Son corps est devenu perméable. Il sent des choses à l'intérieur dont il n'a jamais perçu ni imaginé la présence — mais pas vraiment étrangères, qui devaient être là déjà et qui maintenant se font sentir... qui vivent, souffrent peut-être, des choses nombreuses qui s'éveillent, affluent, tout un monde... il se dit que ces fluides sont aussi des mots, oiseaux, ou poissons, qu'ils ont noms de quelque chose.
Il est devenu poreux.
Il se souvient d'un homme qui s'appelait Poreux, ou Porée, ou Pirée, ce qui lui évoquait l'image d'un port, de l'eau bleue, de vaguelettes. Cet homme qu'il trouvait lisse, ce voyageur qui ne s'attardait pas à parler longuement avec lui, qu'il avait trouvé hautain... de haute mer... hauturier.
Il devait faire le commerce du thé, si parfumé, si savoureux — le thé qu'à l'instant il boit et dont la chaude saveur se répand, s'épanouit dans son corps.

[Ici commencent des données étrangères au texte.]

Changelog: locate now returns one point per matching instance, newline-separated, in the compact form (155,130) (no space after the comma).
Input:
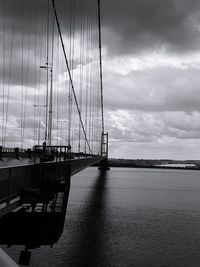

Plutôt que du miel sur son pain, l'idée lui vient de manger des pruneaux qu'il lui reste dans un bocal. Il les cherche mais ne les trouve pas, se souvient du bocal qu'il a vidé hier soir, ce doit être celui des pruneaux — doux et moelleux, il les a dévorés tous, sans s'en rendre compte — cette gourmandise lui semble être l'accès des mots dans son corps, c'est ainsi qu'il se rend perméable.
Mystérieuse planète, pense-t-il, où je suis tombé. Le thé y est si bon... et s'invitant à découvrir... pourtant il n'est pas tombé de la dernière pluie... il y a si longtemps qu'il a mis les yeux dans ce monde, que dans ce petit corps il a été lâché, abandonné à ses forces ou plutôt à sa faiblesse, à sa faiblesse extrême comme cet insecte presque transparent dans sa carapace toute neuve, encore grise et souple qui vient de sortir du bois, de la poussière du bois qu'il a grignoté.
Mais enfin il écrit. Mais enfin il fait quelque chose de ces mots.